2008-08-08: 3% Of UK PCs Sold With Linux
LINUX HAS MADE headway in Microsoft's UK heartland, the PC sales channel. The number of machines shipped with Linux preloaded on them has multiplied a whopping 28 times since Microsoft launched its Vista operating system in January 2007
The Linux share of this route to market has edged up ever since the Vista launch. Then it broke the two per cent barrier in May after the latest release of Ubuntu, the strain of Linux most capable of kicking Microsoft in the shins.

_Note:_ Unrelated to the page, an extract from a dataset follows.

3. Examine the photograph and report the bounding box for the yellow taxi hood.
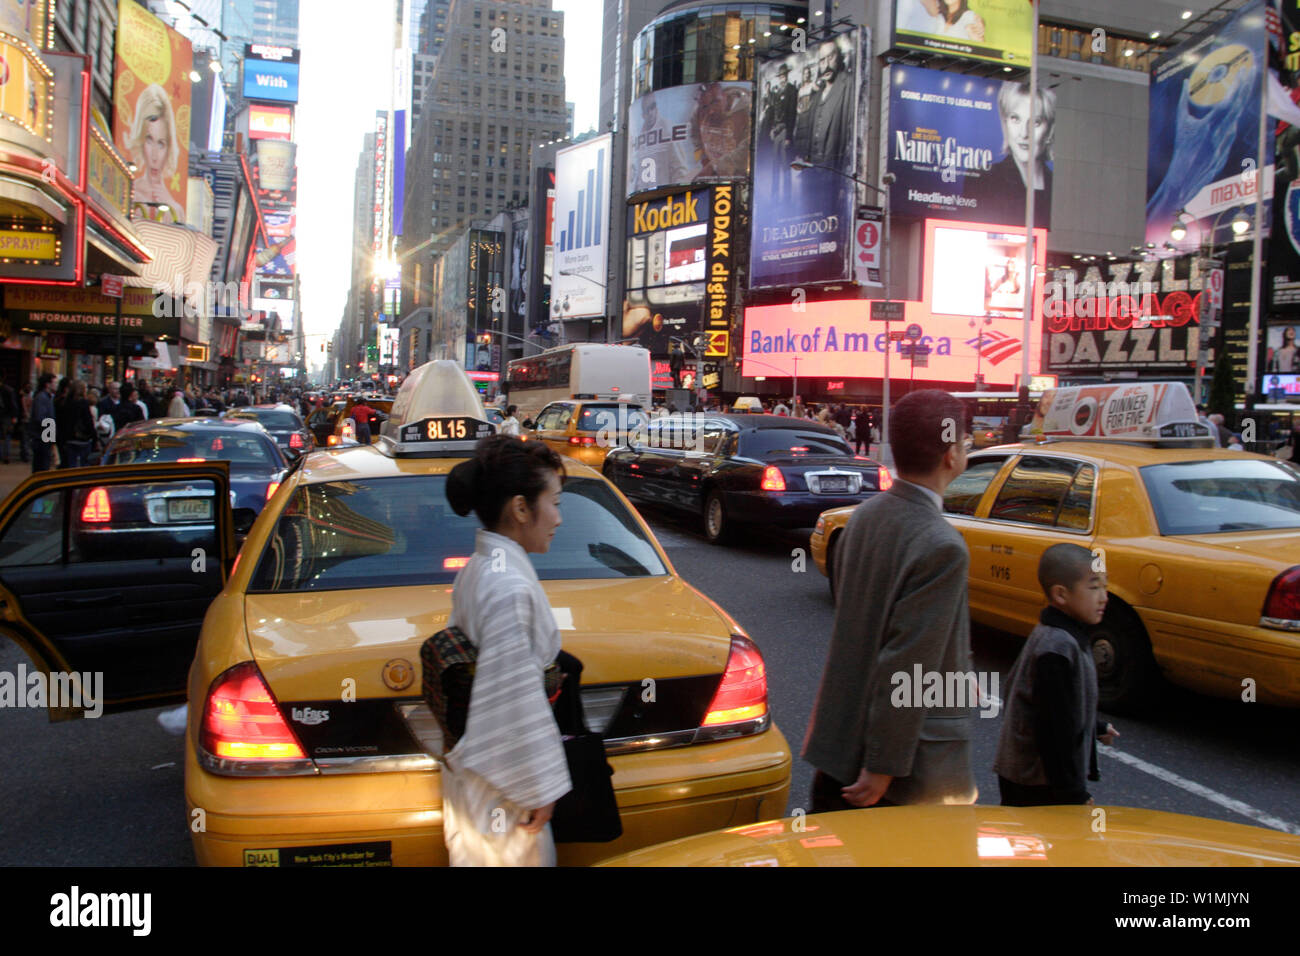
[599,805,1300,867]
[243,576,732,699]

While it will be years before we can really see it, Microsoft is in decline, and Windows Vista is the proximate cause. While Vista retains a huge fraction of the market sales-wise, end-users have rejected it, and continue to do so. They reject it for its annoying and intrusive so-called security features, such as User Account Control (UAC), and will reject it even more once they move to high-definition video and find that Vista has technological usage restrictions (TUR, often misnamed as digital rights management/DRM) deeply embedded into the OS, such that simple things like copying your own home videos will be blocked because it cannot verify that a corporate distributor grants you the right to copy them.

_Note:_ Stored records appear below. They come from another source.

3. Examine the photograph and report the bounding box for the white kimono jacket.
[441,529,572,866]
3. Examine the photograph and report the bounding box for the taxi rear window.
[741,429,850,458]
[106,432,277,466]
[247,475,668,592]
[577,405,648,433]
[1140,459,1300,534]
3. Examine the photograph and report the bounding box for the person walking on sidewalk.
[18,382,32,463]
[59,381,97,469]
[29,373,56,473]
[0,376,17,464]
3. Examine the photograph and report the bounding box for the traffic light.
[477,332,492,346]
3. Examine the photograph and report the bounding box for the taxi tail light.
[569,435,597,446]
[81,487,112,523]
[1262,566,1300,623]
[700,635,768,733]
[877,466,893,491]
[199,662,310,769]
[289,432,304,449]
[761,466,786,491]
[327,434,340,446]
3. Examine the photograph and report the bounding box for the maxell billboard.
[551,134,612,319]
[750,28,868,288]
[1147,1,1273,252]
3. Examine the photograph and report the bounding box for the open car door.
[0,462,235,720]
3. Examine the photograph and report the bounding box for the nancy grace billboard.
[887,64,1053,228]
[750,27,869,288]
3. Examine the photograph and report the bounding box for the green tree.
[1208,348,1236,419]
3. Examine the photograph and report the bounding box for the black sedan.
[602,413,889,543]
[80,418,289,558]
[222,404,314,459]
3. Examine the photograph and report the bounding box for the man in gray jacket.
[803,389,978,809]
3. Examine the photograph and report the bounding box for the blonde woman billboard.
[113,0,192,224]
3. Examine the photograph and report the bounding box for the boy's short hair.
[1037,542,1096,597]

Further, MSFT miscalculated just how much governments meant it when they said they wanted open standard file formats for their documents--they came up with MS Office 2007 with horrifying interface and file format changes in response--and just how large of a backlash they would feel for resisting the already-standardized OpenDocument Format (ODF). Microsoft has announced that it will integrate ODF functionality in a patch to be delivered next year, while they will still not fully support their own standard, OOXML (Office Open XML). This means that the greatest portion of MSFT's publicity among technically-savvy people and both open technology & open government activists has been negative for the past two years.

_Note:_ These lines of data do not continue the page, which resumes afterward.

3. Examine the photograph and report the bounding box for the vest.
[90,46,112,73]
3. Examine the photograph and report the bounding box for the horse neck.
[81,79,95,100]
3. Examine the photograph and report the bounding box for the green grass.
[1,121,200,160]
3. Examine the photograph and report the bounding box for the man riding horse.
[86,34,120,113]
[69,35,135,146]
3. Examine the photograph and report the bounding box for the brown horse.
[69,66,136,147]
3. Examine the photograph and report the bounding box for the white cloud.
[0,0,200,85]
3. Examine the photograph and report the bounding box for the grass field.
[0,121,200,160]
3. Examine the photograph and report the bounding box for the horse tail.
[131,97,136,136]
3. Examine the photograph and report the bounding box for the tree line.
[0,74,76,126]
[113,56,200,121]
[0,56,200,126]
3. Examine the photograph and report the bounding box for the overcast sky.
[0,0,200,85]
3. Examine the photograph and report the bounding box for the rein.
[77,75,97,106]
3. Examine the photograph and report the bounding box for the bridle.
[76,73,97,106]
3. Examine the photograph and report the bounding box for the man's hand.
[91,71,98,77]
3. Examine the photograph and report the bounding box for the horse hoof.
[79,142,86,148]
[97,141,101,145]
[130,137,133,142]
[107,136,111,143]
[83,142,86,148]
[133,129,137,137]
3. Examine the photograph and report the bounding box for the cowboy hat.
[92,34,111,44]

One of the great benefits, I think, will be that software companies will have to make their products a lot better at cross-platform functionality. Device-makers, too, will adapt or die. Platform lock-in will almost die. (I'd expect surviving proprietary companies to try to keep it, but it may be the thing that finally kills their businesses the way that planned obsolescence put the Detroit automakers on the slide to nowhere.)